Sepekan terakhir masyarakat ramai membicarakan persoalan politik seperti tergambar kuat di dunia media digital ataupun mainstream. Entah karena alasan sakral akibat 2022 mendekati tahun politik, tepatnya 2024, atau memang para pialang atau pelaku politik takut ketinggalan momentum. Yang pasti dan jelas, pada 2024 ada pemilihan presiden dan pemilihan anggota legislatif sehingga suhu politik memanas di awal 2022 ini.

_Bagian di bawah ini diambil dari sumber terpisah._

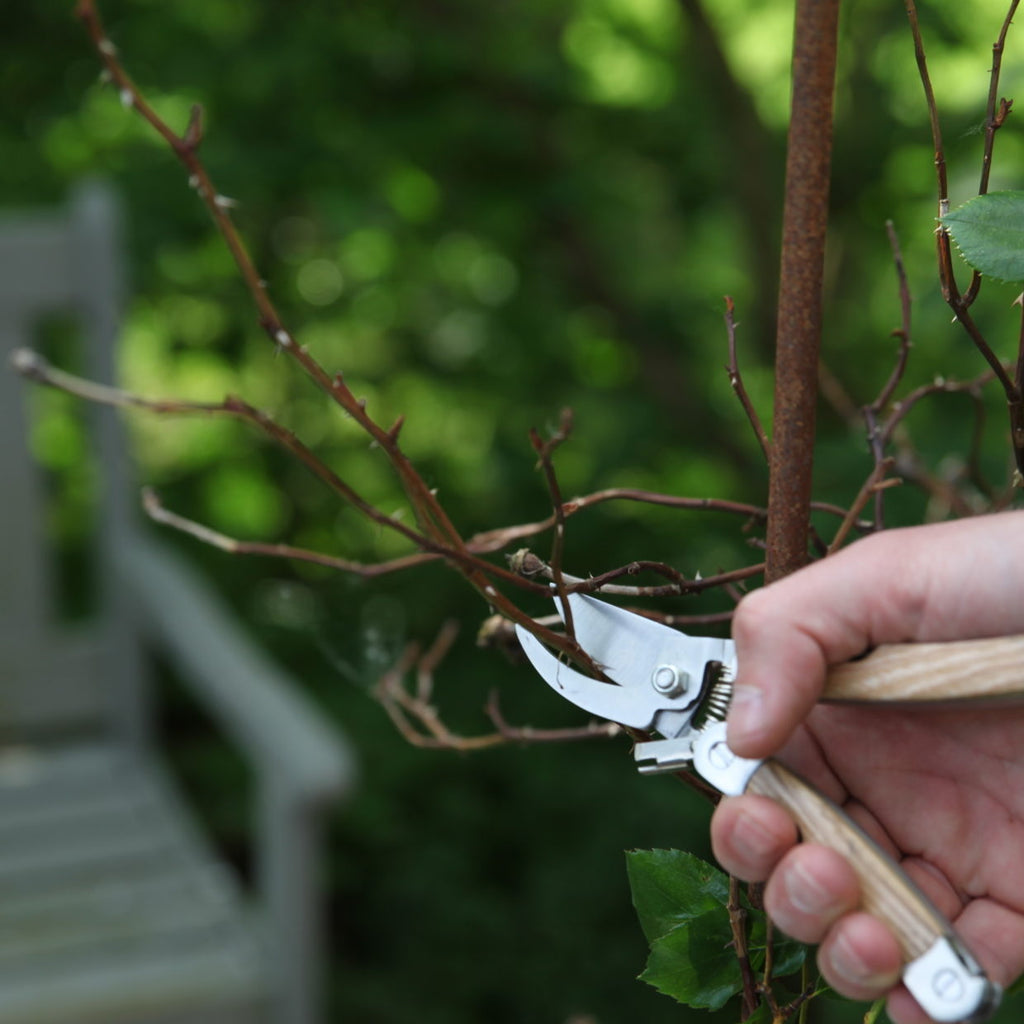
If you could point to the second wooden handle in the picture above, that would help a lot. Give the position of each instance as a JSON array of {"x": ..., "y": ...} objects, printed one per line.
[
  {"x": 963, "y": 670},
  {"x": 886, "y": 891}
]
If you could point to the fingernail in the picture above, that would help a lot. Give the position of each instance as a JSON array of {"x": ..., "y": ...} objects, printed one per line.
[
  {"x": 745, "y": 713},
  {"x": 752, "y": 841},
  {"x": 805, "y": 890},
  {"x": 849, "y": 966}
]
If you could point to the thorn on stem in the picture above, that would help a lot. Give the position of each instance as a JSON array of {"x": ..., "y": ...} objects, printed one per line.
[{"x": 194, "y": 131}]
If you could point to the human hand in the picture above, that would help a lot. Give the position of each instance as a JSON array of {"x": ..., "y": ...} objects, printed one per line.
[{"x": 942, "y": 791}]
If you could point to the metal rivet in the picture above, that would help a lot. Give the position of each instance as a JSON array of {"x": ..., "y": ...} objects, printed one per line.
[
  {"x": 720, "y": 757},
  {"x": 669, "y": 680},
  {"x": 947, "y": 985}
]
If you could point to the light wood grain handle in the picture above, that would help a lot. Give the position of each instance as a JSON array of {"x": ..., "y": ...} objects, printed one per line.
[
  {"x": 938, "y": 970},
  {"x": 989, "y": 670},
  {"x": 886, "y": 892}
]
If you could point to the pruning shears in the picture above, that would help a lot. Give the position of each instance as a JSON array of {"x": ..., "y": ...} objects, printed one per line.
[{"x": 679, "y": 686}]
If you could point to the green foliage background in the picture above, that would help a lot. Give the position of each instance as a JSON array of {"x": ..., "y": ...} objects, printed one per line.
[{"x": 482, "y": 213}]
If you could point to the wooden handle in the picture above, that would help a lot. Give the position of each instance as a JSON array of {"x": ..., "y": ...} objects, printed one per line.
[
  {"x": 886, "y": 892},
  {"x": 938, "y": 970},
  {"x": 990, "y": 670}
]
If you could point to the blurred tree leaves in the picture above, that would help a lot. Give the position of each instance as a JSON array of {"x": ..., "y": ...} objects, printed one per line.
[{"x": 481, "y": 213}]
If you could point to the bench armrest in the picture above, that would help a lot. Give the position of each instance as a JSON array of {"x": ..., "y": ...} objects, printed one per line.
[{"x": 254, "y": 700}]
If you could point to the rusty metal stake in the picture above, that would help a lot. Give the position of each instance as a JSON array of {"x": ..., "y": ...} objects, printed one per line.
[{"x": 799, "y": 326}]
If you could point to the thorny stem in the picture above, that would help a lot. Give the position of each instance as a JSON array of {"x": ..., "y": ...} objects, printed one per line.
[
  {"x": 545, "y": 451},
  {"x": 957, "y": 302},
  {"x": 431, "y": 516},
  {"x": 799, "y": 332},
  {"x": 872, "y": 412},
  {"x": 737, "y": 922},
  {"x": 527, "y": 564},
  {"x": 996, "y": 113},
  {"x": 421, "y": 725}
]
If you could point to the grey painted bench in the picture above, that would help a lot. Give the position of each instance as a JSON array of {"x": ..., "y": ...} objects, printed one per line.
[{"x": 113, "y": 907}]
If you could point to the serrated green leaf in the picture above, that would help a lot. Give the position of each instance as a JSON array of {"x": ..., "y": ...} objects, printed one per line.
[
  {"x": 989, "y": 232},
  {"x": 695, "y": 963},
  {"x": 671, "y": 887},
  {"x": 681, "y": 902}
]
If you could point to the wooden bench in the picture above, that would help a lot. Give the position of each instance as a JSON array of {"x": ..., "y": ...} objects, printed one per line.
[{"x": 113, "y": 907}]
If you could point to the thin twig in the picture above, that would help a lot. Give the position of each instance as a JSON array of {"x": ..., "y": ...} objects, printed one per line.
[
  {"x": 736, "y": 380},
  {"x": 527, "y": 564},
  {"x": 996, "y": 112},
  {"x": 420, "y": 723},
  {"x": 875, "y": 483},
  {"x": 545, "y": 451},
  {"x": 737, "y": 923}
]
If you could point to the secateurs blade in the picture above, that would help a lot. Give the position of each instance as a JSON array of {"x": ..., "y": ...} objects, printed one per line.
[{"x": 679, "y": 686}]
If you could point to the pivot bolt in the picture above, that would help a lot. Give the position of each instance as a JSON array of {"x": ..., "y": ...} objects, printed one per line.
[{"x": 669, "y": 680}]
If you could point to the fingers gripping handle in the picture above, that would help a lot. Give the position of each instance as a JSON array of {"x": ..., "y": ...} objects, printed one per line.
[{"x": 940, "y": 973}]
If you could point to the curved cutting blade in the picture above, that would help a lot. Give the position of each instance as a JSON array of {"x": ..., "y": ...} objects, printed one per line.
[
  {"x": 630, "y": 647},
  {"x": 617, "y": 704}
]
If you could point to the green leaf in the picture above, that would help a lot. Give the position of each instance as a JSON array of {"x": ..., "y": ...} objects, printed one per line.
[
  {"x": 681, "y": 901},
  {"x": 695, "y": 963},
  {"x": 989, "y": 232},
  {"x": 671, "y": 887}
]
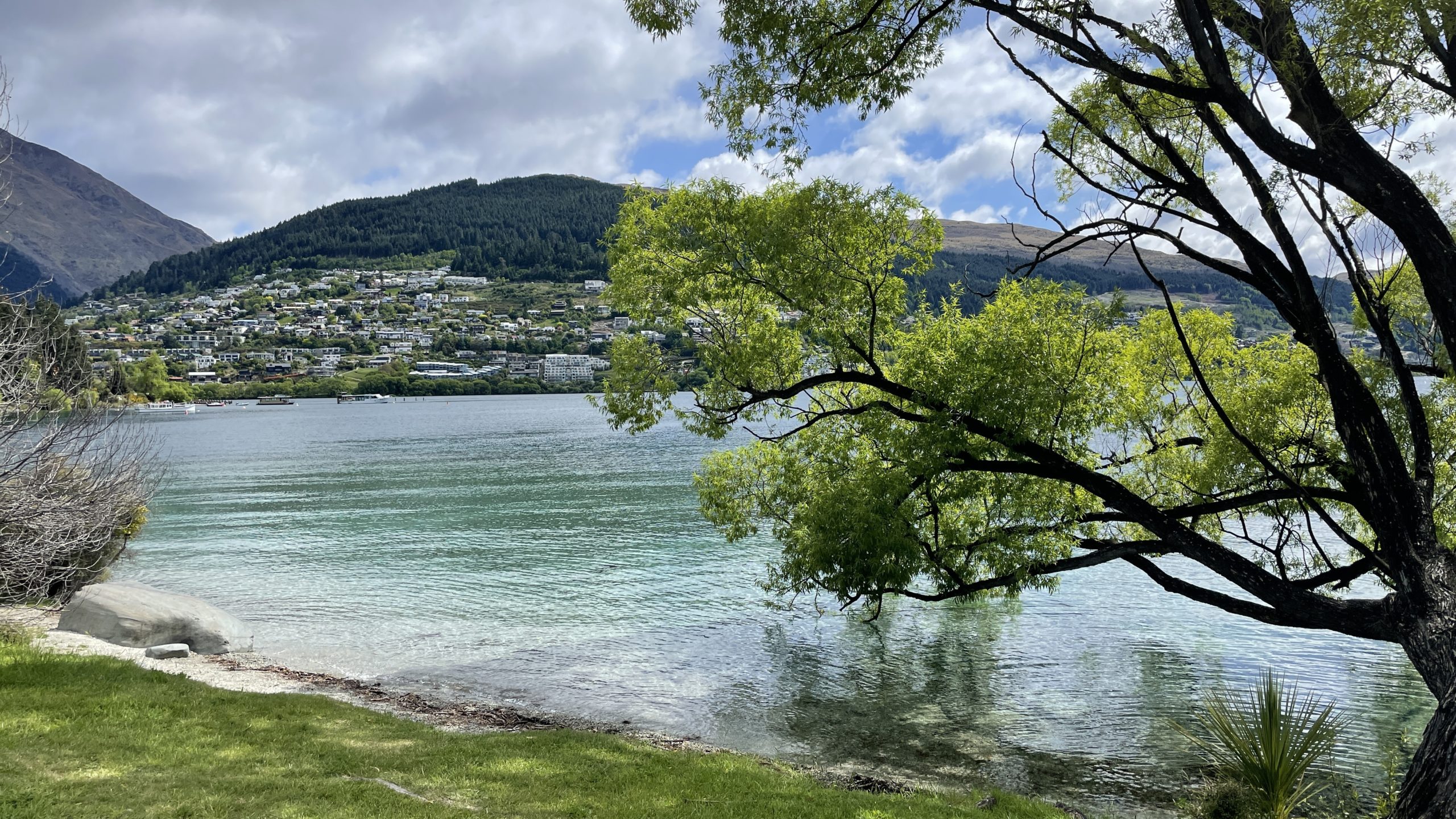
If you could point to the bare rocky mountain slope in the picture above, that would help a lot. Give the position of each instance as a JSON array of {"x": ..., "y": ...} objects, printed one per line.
[{"x": 72, "y": 231}]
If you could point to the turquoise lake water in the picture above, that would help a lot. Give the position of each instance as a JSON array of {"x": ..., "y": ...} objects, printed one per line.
[{"x": 514, "y": 548}]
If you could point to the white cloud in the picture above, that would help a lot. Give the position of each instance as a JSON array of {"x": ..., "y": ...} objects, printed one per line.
[{"x": 245, "y": 114}]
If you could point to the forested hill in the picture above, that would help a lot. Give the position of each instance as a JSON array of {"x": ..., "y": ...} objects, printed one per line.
[
  {"x": 979, "y": 255},
  {"x": 532, "y": 228},
  {"x": 549, "y": 228}
]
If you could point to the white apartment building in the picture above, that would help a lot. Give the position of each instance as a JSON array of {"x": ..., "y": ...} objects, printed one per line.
[{"x": 562, "y": 366}]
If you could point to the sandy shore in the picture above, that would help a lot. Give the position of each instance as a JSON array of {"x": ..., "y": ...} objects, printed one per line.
[
  {"x": 254, "y": 672},
  {"x": 257, "y": 674}
]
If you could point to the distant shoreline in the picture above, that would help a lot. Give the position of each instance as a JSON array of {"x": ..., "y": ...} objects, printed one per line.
[{"x": 254, "y": 672}]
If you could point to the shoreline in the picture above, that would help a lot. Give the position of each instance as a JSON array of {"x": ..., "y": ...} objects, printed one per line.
[{"x": 254, "y": 672}]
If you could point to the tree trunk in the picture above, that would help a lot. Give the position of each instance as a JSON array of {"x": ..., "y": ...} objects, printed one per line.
[{"x": 1429, "y": 791}]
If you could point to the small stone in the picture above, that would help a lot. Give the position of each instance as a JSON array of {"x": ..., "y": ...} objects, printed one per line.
[{"x": 169, "y": 651}]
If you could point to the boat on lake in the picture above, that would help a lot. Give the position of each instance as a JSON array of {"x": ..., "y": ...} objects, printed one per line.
[{"x": 167, "y": 407}]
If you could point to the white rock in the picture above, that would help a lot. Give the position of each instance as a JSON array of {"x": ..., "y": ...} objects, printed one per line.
[{"x": 134, "y": 614}]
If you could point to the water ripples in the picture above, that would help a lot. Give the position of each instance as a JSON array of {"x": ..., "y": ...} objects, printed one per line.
[{"x": 518, "y": 548}]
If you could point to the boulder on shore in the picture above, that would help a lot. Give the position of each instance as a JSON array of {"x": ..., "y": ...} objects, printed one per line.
[{"x": 139, "y": 615}]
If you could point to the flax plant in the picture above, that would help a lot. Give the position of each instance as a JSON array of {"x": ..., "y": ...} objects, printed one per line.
[{"x": 1269, "y": 739}]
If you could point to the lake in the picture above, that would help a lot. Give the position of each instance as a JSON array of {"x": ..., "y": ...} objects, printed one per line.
[{"x": 518, "y": 550}]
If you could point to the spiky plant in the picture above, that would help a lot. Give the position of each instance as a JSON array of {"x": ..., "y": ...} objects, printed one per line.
[{"x": 1269, "y": 739}]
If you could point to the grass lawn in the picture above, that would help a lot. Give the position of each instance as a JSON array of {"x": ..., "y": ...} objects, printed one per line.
[{"x": 97, "y": 737}]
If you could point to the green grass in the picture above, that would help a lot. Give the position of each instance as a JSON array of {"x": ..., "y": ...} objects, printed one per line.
[{"x": 95, "y": 737}]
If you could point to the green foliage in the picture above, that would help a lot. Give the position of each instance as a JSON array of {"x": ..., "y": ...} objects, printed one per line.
[
  {"x": 1269, "y": 741},
  {"x": 542, "y": 228},
  {"x": 711, "y": 251},
  {"x": 1225, "y": 799},
  {"x": 1400, "y": 295},
  {"x": 897, "y": 454},
  {"x": 75, "y": 726},
  {"x": 149, "y": 378}
]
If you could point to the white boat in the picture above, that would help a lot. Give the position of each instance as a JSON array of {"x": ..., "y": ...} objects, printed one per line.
[{"x": 168, "y": 407}]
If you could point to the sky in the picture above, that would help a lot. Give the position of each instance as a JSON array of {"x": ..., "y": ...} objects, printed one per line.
[{"x": 238, "y": 115}]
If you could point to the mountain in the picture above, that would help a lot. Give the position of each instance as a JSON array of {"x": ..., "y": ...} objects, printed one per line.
[
  {"x": 549, "y": 228},
  {"x": 532, "y": 228},
  {"x": 978, "y": 255},
  {"x": 69, "y": 229}
]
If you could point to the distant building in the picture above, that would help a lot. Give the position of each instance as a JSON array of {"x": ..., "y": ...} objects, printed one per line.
[{"x": 562, "y": 366}]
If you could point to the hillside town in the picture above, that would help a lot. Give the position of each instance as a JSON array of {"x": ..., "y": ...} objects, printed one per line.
[{"x": 293, "y": 325}]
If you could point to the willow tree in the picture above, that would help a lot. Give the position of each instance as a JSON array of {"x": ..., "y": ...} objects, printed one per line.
[{"x": 969, "y": 454}]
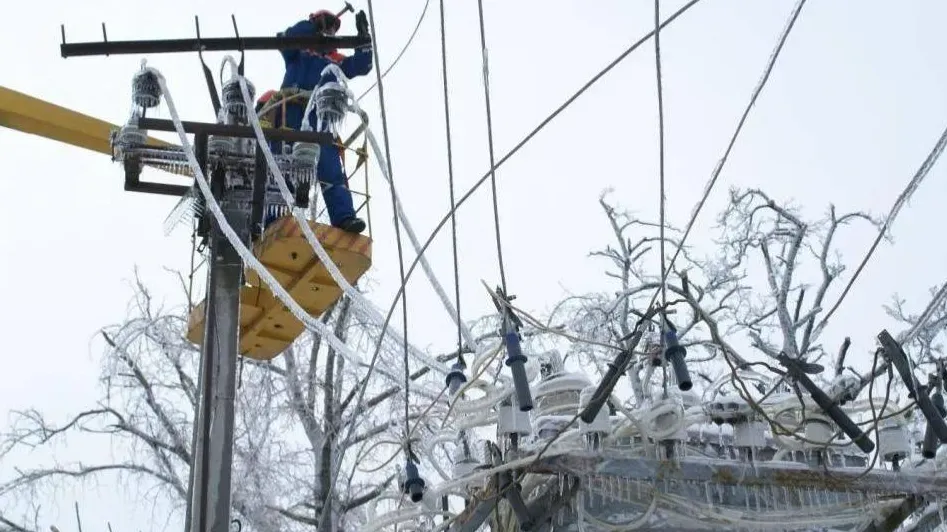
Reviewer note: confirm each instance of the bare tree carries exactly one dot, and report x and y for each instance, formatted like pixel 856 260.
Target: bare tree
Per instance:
pixel 764 290
pixel 296 424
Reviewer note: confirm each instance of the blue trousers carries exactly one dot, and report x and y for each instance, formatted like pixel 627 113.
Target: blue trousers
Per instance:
pixel 329 171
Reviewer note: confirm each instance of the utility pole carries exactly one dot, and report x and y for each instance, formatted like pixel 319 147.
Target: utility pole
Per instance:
pixel 209 503
pixel 243 206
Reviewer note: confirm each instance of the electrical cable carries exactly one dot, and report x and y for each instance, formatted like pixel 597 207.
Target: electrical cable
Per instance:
pixel 662 201
pixel 517 147
pixel 493 165
pixel 394 207
pixel 401 53
pixel 450 179
pixel 899 202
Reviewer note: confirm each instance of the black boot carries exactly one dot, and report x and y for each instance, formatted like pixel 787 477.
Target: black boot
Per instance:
pixel 352 225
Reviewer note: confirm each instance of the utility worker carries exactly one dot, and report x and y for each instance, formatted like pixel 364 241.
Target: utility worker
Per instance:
pixel 304 72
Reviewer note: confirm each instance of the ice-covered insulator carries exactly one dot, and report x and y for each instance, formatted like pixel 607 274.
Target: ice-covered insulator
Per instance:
pixel 893 440
pixel 464 463
pixel 931 441
pixel 331 101
pixel 675 353
pixel 232 96
pixel 412 483
pixel 146 91
pixel 456 378
pixel 512 420
pixel 844 388
pixel 728 409
pixel 131 134
pixel 548 427
pixel 220 145
pixel 749 433
pixel 306 154
pixel 595 431
pixel 558 394
pixel 516 360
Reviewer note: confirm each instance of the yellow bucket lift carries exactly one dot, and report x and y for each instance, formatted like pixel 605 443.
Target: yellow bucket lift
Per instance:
pixel 267 327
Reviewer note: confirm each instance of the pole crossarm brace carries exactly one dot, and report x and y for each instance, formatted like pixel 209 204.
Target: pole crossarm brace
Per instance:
pixel 743 475
pixel 246 132
pixel 214 44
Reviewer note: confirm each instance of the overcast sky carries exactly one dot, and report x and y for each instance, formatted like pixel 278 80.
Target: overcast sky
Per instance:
pixel 853 107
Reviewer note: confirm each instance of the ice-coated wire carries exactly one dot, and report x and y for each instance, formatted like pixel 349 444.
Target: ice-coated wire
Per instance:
pixel 244 252
pixel 662 199
pixel 493 165
pixel 899 202
pixel 463 199
pixel 362 305
pixel 394 207
pixel 450 180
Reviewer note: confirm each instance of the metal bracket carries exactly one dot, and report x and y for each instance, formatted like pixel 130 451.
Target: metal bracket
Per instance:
pixel 215 44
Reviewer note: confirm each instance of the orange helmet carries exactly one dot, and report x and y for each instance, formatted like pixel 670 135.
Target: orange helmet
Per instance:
pixel 265 97
pixel 326 21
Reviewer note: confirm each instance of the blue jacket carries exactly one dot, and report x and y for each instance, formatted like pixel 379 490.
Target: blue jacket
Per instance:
pixel 304 70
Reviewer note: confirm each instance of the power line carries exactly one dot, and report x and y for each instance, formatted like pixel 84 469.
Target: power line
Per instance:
pixel 516 149
pixel 450 178
pixel 401 53
pixel 374 360
pixel 899 202
pixel 493 165
pixel 713 180
pixel 394 207
pixel 663 198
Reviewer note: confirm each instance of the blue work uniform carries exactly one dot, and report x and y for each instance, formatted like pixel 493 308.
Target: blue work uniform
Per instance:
pixel 304 71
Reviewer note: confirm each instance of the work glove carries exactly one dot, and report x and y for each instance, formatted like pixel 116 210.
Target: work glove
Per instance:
pixel 361 24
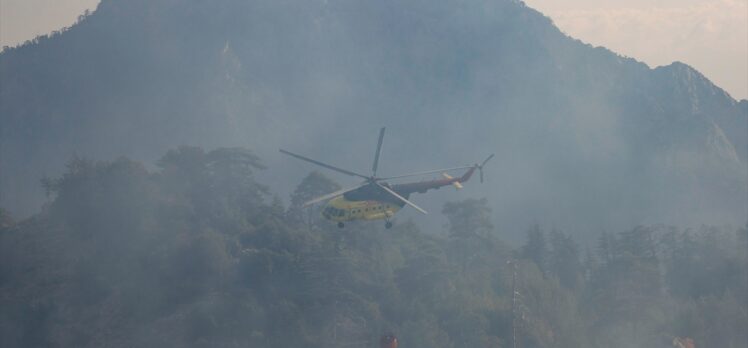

Memanasnya suhu politik itu tergambar dalam berita yang mencuat di permukaan terutama di media sosial yang begitu gencar dan masif. Mulai dari pelaporan tokoh-tokoh nasional seperti Basuki Tjahya Purnama alias Ahok, Gubernur DKI Jakarta Anies Baswedan, Gubernur Jawa Barat Ridwan Kamil, Gubernur Jawa Tengah Ganjar Pranowo, Menteri BUMN Erick Tohir oleh Adhie Massardi (Poros Nasional Pemberantasan Korupsi) hingga pelaporan terhadap Gibran Rakabuming Raka dan Kaesang Pangarep, dua anak Presiden Republik Indonesia Joko Widodo, ke Komisi Pemberantasan Korupsi (KPK) dengan alasan yang berbeda oleh Ubedilah Badrun, seorang dosen di Jakarta.
Yang terbaru cuapan Menteri Investasi RI Bahlil Lahadalia. Dibalut keterangan dari hasil diskusi dengan para pengusaha dan tanggapan hasil survei sebuah lembaga survei seperti pengakuan Bahlil, menteri itu mengutarakan periodesasi Presiden Joko Widodo diperpanjang hingga tahun 2027 dari 2024 jatuh tempo dari habisnya masa bakti pasangan Joko Widodo-Ma’ruf Amin.
Tentu rentetan berita itu mencuat punya alasan kuat. Tegasnya, berita semacam itu tak mungkin muncul begitu saja. Dibalik berita itu pasti ada banyak trik, ide, gagasan, atau agenda politik menyertainya. Tepatnya, tudingan terhadap kemunculan berita dan persoalan itu pasti ada yang menginisiasi, yakni partai politik (parpol)!
Nah pertanyaannya, parpol mana yang punya agenda seperti itu? Untuk apa parpol melakukannya? Untung ruginya apa? Dan masih banyak lagi pertanyaan yang dapat dianalisa dalam persoalan-persoalan itu.
Menjawab berbagai tanya itu tidak mudah. Dikatakan satu partai saja yang memiliki kepentingan jelas tidak mungkin. Dibilang semua partai berkepentingan, itu lebih pantas. Why? Jawaban pastinya; kontestasi rebutan posisi presiden.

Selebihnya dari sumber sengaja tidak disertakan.